Make sure your resume gets posted on several job boards. I found that while there can be overlap on boards such as Monster, Careerbuilder, Indeed, and Simplyhired will always show a few jobs that are unique to their particular boards. Having your resume on Linkedin can be valuable too.
If you are submitting your resume to a company, it may not hurt to read over their job description and use some of the terminology they are using to describe your own skills in your resume--speaking the same language helps.
I could be wrong on this, but I think if your resume has been on a particular board for a long time, like several months, it may not hurt to edit it as I think the act of editing may bump it towards the top of the fresh pile.

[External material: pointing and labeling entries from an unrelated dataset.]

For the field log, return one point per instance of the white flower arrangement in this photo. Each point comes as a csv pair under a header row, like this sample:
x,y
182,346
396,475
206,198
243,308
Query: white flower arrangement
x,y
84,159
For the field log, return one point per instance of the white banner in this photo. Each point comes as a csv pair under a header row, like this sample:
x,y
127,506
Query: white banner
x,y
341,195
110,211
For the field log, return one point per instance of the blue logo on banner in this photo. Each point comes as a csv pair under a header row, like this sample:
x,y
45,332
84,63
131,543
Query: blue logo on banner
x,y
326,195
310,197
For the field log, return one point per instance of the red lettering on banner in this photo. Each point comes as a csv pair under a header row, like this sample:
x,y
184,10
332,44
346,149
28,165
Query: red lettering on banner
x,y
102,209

Keep the faith! I'm doing some contracting work after some time of unemployment. I did get several contacts from out of state which I didn't pursue. These contacts were generally from recruiters or companies who had seen my resume on one of the various job boards. I also got a contact from a company who had seen my resume on Linkedin.

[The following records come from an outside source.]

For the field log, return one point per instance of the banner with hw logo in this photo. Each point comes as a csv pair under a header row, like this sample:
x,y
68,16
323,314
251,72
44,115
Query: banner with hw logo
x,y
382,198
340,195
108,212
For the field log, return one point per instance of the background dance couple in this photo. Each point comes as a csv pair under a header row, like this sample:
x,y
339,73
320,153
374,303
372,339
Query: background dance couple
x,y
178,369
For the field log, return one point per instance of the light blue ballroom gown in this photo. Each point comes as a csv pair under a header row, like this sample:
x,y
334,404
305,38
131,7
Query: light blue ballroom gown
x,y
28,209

Needless to say this is very, very unusual. I'm surprised that the guy you hired got past your HR department. However the one big problem with the 'bushy tail' factor is that you will get a person 'booked-up' on how to interview and nothing else. We've run into it here. Interviewing from the interviewer side is extremely difficult, you have to get past all the facade and to who the person really is.

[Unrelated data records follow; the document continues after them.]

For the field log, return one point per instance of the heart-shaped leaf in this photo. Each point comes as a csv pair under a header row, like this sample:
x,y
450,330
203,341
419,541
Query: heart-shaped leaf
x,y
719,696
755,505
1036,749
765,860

Engineering obsolescense is not a new issue and neither is engineering unemployment. Many years ago, most engineers planned to move out of engineering work and into management or sales or some other department. The few that stayed in engineering were extraordinarly skilled.
Today the problem is much more severe. HR departments are unlikely to consider you unless your experience is an exact match. Technology is changing extremely rapidly and unless you are very lucky, the technology that you select to learn will probably be obsolete by the time you become proficient at it. Engineering is very expensive from a corporate point of view and it is difficult to make a direct link between engineering effort and profit. A perfect place to add to the bottom line. Even if engineering remains domestic there is a $ bias toward hiring younger engineers. Engineers are a lot like professional athletes. Their career is limited by age. Unfortunately, they don't get paid like athletes. The main issue, as I see it, is are engineers an asset or a liability?
TFC-SD, you are dead on! Virtually all advertised positions today are niches. This is why we see the long "...and...and...and..." skills requirements in job postings. Engineers meeting such stringent requirements are not just commodities. They are highly focused, and rare, specialists. So, I think what we really have is a shortage of EXCEPTIONAL engineers.
Our company, Analog Rails, was created and is owned by unemployed engineers and programmers in the Phoenix region. We were not helped by the government nor loans. I believe companies started this way was more popular in the 1960's than today. Maybe people were more entrepreneurial back then.
Most of the people at our company have been either new graduates, or engineers in their 50's. This seems to make sense based on what I am reading in this blog...anyway, our company is an example of engineers taking charge. It can be done, and we are an example of it...but it ain't for namby pamby's.